# When Do Rbp's Get Red Bellies?



## Piranha feeder (Jun 15, 2010)

I have 6 RBPs and they r almost 3in. So I was wondering when do they start getting red bellies?? Thanks!


----------



## Johnny_Zanni (Nov 8, 2009)

They should get them soon. Some get really intense red some just get orange


----------



## CLUSTER ONE (Aug 2, 2006)

What is their setup and what are you feeding them? Usually you will see some at around 2" mayby even sooner if your feeding them good things. Just give it time and they should get it.


----------



## Piranha feeder (Jun 15, 2010)

CLUSTER ONE said:


> What is their setup and what are you feeding them? Usually you will see some at around 2" mayby even sooner if your feeding them good things. Just give it time and they should get it.

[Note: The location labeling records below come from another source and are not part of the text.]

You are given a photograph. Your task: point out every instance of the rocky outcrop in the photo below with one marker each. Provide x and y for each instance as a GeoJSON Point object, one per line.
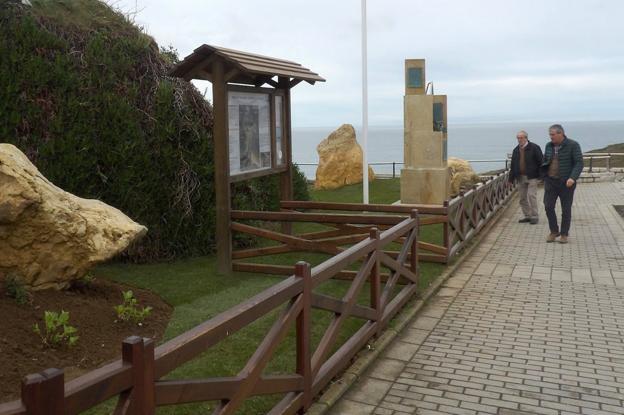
{"type": "Point", "coordinates": [462, 175]}
{"type": "Point", "coordinates": [49, 237]}
{"type": "Point", "coordinates": [340, 160]}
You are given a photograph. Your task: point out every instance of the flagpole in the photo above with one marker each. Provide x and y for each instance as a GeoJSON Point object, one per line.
{"type": "Point", "coordinates": [364, 107]}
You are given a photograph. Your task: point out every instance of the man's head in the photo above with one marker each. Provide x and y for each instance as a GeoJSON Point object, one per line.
{"type": "Point", "coordinates": [557, 133]}
{"type": "Point", "coordinates": [522, 137]}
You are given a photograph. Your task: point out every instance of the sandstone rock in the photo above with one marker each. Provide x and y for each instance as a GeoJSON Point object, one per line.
{"type": "Point", "coordinates": [340, 160]}
{"type": "Point", "coordinates": [462, 175]}
{"type": "Point", "coordinates": [49, 237]}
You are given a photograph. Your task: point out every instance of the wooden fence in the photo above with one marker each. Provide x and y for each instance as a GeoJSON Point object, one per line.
{"type": "Point", "coordinates": [471, 210]}
{"type": "Point", "coordinates": [137, 379]}
{"type": "Point", "coordinates": [461, 218]}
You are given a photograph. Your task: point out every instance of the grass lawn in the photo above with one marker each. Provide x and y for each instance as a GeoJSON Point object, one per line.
{"type": "Point", "coordinates": [197, 293]}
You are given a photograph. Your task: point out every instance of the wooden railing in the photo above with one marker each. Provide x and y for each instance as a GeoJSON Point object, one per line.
{"type": "Point", "coordinates": [460, 219]}
{"type": "Point", "coordinates": [350, 226]}
{"type": "Point", "coordinates": [137, 381]}
{"type": "Point", "coordinates": [471, 210]}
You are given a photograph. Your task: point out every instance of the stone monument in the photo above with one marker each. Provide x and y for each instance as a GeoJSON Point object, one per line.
{"type": "Point", "coordinates": [425, 177]}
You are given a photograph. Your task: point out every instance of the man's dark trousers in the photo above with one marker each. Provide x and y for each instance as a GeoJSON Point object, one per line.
{"type": "Point", "coordinates": [553, 189]}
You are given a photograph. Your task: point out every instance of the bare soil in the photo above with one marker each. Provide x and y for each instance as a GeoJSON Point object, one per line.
{"type": "Point", "coordinates": [91, 311]}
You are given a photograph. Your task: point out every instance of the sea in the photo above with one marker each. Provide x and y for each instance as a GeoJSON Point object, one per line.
{"type": "Point", "coordinates": [479, 142]}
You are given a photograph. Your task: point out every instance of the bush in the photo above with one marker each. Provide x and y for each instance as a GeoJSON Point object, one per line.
{"type": "Point", "coordinates": [130, 311]}
{"type": "Point", "coordinates": [85, 94]}
{"type": "Point", "coordinates": [57, 330]}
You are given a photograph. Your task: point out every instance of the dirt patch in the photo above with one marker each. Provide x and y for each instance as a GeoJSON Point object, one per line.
{"type": "Point", "coordinates": [91, 312]}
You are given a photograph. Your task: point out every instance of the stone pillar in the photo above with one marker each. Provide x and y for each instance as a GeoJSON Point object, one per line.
{"type": "Point", "coordinates": [425, 178]}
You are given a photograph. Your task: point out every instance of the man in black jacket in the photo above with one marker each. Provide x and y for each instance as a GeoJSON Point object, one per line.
{"type": "Point", "coordinates": [525, 168]}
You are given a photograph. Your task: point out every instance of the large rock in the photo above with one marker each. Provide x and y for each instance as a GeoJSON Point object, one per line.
{"type": "Point", "coordinates": [340, 160]}
{"type": "Point", "coordinates": [462, 175]}
{"type": "Point", "coordinates": [49, 237]}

55 gal and I'm feeding them Hikari carnivore pellets as well as jumbo shrimp and some white fish fillet.


----------



## CLUSTER ONE (Aug 2, 2006)

Sounds like the food is fine so nothing seems wrong. It may just be the tank conditions as some p's lose or gain clour depending on your setup. When they grow abit more they should get more colour. You could try a colour enhancing pellet or some vitamin supllements if you wanted


----------